Por cierto, soy católico. Admito las críticas a las posturas de mis
obispos. Algunas, las comparto. Pero no sé por qué regla de tres hay que
andar tocando las narices con la sensibilidad de la gente. No sé por qué
tengo que estar de acuerdo con lo que diga un partido político. No sé
por qué el apoyo a la formación religiosa me convierte en un facha (¿y
cómo quieren entender el mundo? el de aquí, el de los que llegan de
Sudamérica, del este de Europa, del norte de África). Tengo mis dudas
razonables sobre un montón de temas políticos en los que la Iglesia anda
metida por medio, no me pregunten por qué. Sé que existen, porque
algunas son las mías, posturas matizadas, donde es posible el acuerdo,
donde hay grises, donde se puede sacar lo mejor de ambas partes
enfrentadas. Así que no me quieran engañar diciendo que esto es una
batalla entre dos frentes irreconciliables. No ando sobrado de fe,
créanme, así que dejen de rifársela. Ya juegan con mi voto, ¿quieren
jugar también con mi conciencia?

Señores, el mundo me da vértigo. Estamos dirigidos por niños trajeados
que harán cualquier cosa porque alguien les regale una piruleta. Yo ya
no sé qué hacer. Pero, por favor, que alguien les quite los juguetes.

3 comentarios:

Gerthalas dijo...

La verdad es que no puedo estar más de acuerdo contigo. Pienso como tú en muchos de estos temas. La política en nuestro país y en muchos otros se ha convertido en una vorágine de mentiras, ilusiones, porcentajes y partidismos. Por desgracia el verdadero sentido de la democracia, la voz del pueblo, la igualdad, la paz y de tantas otras cosas que utópicamente promueve esta doctrina política... se han ido a la mierda.

Siempre he pensado que el poder corrompe. Cuando uno es la cúspide de la jerarquía política, da igual que sea más rojo que Stalin o más facha que Franco, sus decisiones siempre están movidas por los intereses... y ahí está el error! Que no son sólo sus intereses los que debe defender, sino también los de la gente de la calle!

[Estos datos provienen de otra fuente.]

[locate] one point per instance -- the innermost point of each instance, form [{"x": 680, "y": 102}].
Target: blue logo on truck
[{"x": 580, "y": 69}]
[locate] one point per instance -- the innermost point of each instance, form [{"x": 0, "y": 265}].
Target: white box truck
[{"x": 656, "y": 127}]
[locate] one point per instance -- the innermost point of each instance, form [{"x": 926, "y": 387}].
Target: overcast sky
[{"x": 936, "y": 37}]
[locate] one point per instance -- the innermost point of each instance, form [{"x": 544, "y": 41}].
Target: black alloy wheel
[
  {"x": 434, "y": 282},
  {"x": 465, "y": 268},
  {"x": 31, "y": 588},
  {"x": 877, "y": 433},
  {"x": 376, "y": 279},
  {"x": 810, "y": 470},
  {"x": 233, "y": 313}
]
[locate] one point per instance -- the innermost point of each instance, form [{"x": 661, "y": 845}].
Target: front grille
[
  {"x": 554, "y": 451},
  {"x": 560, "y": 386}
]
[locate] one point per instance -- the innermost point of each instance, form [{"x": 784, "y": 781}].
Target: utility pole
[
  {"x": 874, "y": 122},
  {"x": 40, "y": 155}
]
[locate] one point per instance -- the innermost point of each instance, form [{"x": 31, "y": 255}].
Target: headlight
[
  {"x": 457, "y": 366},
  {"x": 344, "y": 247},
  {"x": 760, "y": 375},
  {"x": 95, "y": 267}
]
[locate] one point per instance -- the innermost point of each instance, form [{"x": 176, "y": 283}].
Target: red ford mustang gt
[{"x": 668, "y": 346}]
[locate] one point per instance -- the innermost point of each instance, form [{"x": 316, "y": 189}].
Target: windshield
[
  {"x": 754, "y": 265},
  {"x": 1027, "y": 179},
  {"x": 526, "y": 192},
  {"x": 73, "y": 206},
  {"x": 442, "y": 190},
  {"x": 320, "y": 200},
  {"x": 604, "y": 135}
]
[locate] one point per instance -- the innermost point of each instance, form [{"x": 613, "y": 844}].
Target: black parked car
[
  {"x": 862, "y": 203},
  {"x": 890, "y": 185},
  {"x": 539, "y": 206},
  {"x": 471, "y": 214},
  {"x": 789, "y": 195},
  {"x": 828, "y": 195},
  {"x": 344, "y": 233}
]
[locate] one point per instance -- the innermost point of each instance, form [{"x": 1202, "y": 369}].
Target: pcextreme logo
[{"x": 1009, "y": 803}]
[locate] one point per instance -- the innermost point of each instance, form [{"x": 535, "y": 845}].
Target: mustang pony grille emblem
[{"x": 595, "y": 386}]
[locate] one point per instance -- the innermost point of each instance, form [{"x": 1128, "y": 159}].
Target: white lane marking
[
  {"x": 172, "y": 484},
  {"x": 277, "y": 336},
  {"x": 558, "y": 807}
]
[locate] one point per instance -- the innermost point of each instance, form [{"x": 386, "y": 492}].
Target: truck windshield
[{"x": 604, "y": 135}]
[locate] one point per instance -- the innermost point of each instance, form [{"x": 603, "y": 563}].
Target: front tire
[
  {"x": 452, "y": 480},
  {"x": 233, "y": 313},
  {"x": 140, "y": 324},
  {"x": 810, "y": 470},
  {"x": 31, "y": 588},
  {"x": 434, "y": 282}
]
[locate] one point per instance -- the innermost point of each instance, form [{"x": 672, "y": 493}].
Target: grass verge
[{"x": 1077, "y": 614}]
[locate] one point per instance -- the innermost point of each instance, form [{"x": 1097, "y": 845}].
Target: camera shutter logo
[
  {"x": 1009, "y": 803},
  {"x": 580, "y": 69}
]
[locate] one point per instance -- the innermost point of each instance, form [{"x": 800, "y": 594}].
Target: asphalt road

Por desgracia en el mundo en que vivimos no podemos tomar una postura apolítica, porque no existe. La política mueve todo en nuestras vidas, y no podemos permanecer ajenos a ella. Pero... ¿no da igual interesarnos por ella si al fin de al cabo no podemos cambiar nada? Ni siquiera manifestaciones de millones de personas a favor de la paz pudo hacerlo... ¿cómo hacerlo entonces, si ni con puños ni con gritos se nos escucha? Para algunos la respuesta es fácil: con las armas. Para mí desde luego no es tan sencilla...

Lucas dijo...

Y unos y otros se atribuyen la voz del pueblo, el pensamiento del pueblo, las ideas del pueblo... mientras viven cada día más alejados del pueblo, generando problemas que no nos preocupan para buscar soluciones que no nos importan y dejandonos huerfanos para todo aquello que realmente necesitamos.

Quizás lleven razón con eso de las dos Españas: una preocupada por mantener a toda costa extrañas ideas que ellos llaman política, la otra, preocupada por ser un poquito feliz

cocholate dijo...

Ole, ole y ole....

No me siento representada, ni entendida, ni escuchada y aún así me representan.